The personal was contrasted by the political in a report from Arizona about lettuce farmers’ reliance on Mexican labour to produce Trump’s favourite wedge salad that said much without forcing the point.
The evening built story by story making subtle use of the big screen, the musicians and clever but unobtrusive effects. Surprises came from twist in the readings and from perfectly judged staging. Each story seemed to better the last, right up to and including the finale. This was a carefully edited and crafted evening.
The moving finale concerned a gay choir from San Francisco touring the US post-election to try and break down the oppresive nature of the Trump win. Their tale began in the third person, a reporter talking to projected shots of the bus load of men on tour, until the story took a sudden shift to the personal.

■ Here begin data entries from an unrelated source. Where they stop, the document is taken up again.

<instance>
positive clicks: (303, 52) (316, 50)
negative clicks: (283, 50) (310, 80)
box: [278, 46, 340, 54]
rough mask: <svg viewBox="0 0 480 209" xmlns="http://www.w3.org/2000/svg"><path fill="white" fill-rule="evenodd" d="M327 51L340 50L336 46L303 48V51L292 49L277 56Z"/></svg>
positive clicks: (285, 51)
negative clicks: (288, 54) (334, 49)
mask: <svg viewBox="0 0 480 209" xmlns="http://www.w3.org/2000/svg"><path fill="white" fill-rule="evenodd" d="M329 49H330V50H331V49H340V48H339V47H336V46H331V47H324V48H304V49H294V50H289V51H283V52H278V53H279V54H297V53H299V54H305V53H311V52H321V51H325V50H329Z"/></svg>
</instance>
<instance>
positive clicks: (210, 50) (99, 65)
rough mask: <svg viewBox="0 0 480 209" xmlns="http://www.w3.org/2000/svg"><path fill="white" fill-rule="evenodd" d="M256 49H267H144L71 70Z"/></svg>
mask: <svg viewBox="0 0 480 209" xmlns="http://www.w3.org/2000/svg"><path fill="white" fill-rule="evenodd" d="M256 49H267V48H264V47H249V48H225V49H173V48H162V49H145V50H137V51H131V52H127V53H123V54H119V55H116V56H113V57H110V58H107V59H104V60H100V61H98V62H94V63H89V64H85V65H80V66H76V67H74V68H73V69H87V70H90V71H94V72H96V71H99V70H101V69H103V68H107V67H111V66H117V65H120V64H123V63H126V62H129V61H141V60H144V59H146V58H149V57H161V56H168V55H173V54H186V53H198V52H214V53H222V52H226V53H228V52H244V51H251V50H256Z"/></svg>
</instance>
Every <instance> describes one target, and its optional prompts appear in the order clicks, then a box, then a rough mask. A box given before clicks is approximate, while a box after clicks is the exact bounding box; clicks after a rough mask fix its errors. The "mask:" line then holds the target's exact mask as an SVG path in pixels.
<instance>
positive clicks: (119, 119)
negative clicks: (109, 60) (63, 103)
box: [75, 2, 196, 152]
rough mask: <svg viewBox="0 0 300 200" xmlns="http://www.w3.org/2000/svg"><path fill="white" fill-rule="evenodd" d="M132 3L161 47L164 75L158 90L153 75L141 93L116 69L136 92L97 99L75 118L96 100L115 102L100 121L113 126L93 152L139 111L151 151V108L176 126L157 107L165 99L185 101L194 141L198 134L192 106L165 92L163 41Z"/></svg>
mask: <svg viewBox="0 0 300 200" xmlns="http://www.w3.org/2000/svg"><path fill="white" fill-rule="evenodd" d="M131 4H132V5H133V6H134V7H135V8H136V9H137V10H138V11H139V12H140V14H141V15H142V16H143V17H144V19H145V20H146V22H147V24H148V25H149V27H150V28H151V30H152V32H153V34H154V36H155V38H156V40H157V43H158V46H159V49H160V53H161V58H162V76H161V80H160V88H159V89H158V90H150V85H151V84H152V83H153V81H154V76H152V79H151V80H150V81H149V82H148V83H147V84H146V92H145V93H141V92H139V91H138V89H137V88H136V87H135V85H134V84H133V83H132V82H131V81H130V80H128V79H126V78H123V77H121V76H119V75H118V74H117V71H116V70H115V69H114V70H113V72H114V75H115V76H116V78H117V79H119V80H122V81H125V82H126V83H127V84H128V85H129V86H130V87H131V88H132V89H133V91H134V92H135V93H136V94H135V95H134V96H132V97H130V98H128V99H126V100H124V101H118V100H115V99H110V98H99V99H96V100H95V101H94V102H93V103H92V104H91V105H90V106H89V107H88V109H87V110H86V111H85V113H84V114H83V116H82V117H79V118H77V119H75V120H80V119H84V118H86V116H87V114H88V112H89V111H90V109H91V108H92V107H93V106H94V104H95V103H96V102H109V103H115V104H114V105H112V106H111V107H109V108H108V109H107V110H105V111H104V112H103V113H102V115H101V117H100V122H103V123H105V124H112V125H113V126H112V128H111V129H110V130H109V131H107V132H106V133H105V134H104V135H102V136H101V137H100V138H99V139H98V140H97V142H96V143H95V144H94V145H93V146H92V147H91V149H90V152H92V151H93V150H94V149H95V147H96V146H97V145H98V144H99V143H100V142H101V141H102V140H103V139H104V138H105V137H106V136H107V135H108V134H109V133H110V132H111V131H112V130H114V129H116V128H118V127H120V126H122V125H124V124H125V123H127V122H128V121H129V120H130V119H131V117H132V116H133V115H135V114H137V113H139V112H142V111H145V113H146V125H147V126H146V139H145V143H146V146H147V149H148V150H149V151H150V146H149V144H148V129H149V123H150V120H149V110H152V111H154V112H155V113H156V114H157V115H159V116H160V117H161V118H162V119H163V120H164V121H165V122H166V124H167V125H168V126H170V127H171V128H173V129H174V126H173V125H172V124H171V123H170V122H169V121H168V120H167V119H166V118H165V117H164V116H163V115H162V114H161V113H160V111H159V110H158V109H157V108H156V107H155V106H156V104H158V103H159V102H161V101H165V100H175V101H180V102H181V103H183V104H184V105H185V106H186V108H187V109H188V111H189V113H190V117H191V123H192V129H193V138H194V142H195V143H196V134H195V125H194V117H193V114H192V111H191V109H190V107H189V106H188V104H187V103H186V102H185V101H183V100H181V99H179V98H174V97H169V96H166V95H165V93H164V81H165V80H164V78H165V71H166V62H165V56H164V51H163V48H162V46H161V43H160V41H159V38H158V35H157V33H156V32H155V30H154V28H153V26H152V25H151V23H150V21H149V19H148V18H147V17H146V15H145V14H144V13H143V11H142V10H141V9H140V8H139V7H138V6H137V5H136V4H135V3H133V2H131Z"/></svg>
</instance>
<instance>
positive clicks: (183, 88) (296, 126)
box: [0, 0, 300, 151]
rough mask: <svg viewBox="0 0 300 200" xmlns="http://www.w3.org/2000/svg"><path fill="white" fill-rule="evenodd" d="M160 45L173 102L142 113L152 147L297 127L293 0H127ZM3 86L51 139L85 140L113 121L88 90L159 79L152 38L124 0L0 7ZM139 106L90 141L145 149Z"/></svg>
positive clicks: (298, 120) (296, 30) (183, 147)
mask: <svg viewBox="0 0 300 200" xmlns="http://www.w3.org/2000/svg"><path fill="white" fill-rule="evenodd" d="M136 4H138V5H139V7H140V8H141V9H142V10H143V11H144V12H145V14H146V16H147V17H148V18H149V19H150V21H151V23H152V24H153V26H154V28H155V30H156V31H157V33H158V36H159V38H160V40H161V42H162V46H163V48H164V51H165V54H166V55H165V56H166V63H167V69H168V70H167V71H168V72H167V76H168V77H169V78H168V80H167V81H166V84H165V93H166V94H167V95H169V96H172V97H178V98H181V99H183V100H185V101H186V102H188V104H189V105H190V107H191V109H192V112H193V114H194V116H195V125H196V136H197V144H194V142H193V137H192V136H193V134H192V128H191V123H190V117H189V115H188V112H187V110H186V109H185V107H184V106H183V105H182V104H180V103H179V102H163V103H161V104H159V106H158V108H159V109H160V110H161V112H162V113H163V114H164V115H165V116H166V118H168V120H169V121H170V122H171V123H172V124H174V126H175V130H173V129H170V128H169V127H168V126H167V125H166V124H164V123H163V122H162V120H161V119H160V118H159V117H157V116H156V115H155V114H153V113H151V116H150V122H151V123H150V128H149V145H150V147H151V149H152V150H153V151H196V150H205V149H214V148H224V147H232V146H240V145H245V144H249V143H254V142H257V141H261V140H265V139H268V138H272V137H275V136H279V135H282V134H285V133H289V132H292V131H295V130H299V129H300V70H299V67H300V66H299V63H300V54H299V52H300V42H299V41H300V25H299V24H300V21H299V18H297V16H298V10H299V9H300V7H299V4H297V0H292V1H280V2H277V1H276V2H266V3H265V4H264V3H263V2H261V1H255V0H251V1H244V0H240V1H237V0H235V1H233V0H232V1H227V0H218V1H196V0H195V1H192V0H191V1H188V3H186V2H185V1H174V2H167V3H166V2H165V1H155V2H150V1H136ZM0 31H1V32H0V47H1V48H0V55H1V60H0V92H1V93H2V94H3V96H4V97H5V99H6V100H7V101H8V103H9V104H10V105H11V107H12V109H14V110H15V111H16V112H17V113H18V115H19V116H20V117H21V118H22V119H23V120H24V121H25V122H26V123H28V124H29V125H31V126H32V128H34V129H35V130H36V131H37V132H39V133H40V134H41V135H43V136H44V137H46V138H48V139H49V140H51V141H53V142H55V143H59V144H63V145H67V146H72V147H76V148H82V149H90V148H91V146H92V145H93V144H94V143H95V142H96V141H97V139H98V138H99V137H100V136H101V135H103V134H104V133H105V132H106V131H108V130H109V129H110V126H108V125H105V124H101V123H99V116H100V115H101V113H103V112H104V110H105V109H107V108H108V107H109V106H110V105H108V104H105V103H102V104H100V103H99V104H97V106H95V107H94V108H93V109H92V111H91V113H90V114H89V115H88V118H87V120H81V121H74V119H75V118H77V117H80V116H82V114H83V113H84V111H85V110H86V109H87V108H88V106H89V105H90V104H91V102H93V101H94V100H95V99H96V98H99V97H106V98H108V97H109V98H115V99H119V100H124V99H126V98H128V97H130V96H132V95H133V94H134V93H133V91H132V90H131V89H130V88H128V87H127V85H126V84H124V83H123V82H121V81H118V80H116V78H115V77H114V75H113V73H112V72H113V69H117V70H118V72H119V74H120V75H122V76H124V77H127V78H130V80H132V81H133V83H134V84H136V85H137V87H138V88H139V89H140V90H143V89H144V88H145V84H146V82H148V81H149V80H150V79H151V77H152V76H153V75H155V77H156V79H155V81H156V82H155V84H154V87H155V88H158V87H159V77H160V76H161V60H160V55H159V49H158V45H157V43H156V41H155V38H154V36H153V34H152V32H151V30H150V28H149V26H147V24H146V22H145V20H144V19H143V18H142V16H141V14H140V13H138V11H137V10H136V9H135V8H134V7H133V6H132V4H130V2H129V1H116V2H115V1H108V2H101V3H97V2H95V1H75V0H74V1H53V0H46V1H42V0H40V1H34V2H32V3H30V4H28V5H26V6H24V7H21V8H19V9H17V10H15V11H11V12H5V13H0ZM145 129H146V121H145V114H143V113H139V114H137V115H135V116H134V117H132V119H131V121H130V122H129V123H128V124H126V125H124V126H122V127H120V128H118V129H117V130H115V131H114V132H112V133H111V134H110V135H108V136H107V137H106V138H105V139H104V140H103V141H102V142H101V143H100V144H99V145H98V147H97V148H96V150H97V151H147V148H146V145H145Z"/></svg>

One of the singers returned to his home town to confront his parents who remained in denial about their sons’ homosexuality. The expected story — of immediate reconcilliation — failed to materialise at first. As this part of the story unfolded, on strode the man, Phillip Whitely, in drag as Patsy Cline performing ‘She’s Got You,’ and pulling an increasingly absurd selection of items from the cleavage of her dress.
The rollercoaster of emotions was completed with the final act of the show, the projection of the four word text message Phillip finally received from his father accepting the existance of his husband.
I can’t recommend Pop Up Magazine enough. It challenges the idea of what a magazine is while also reinforcing it, which is why it’s our Magazine of the Week. If you ever get a chance to catch it make sure you take it.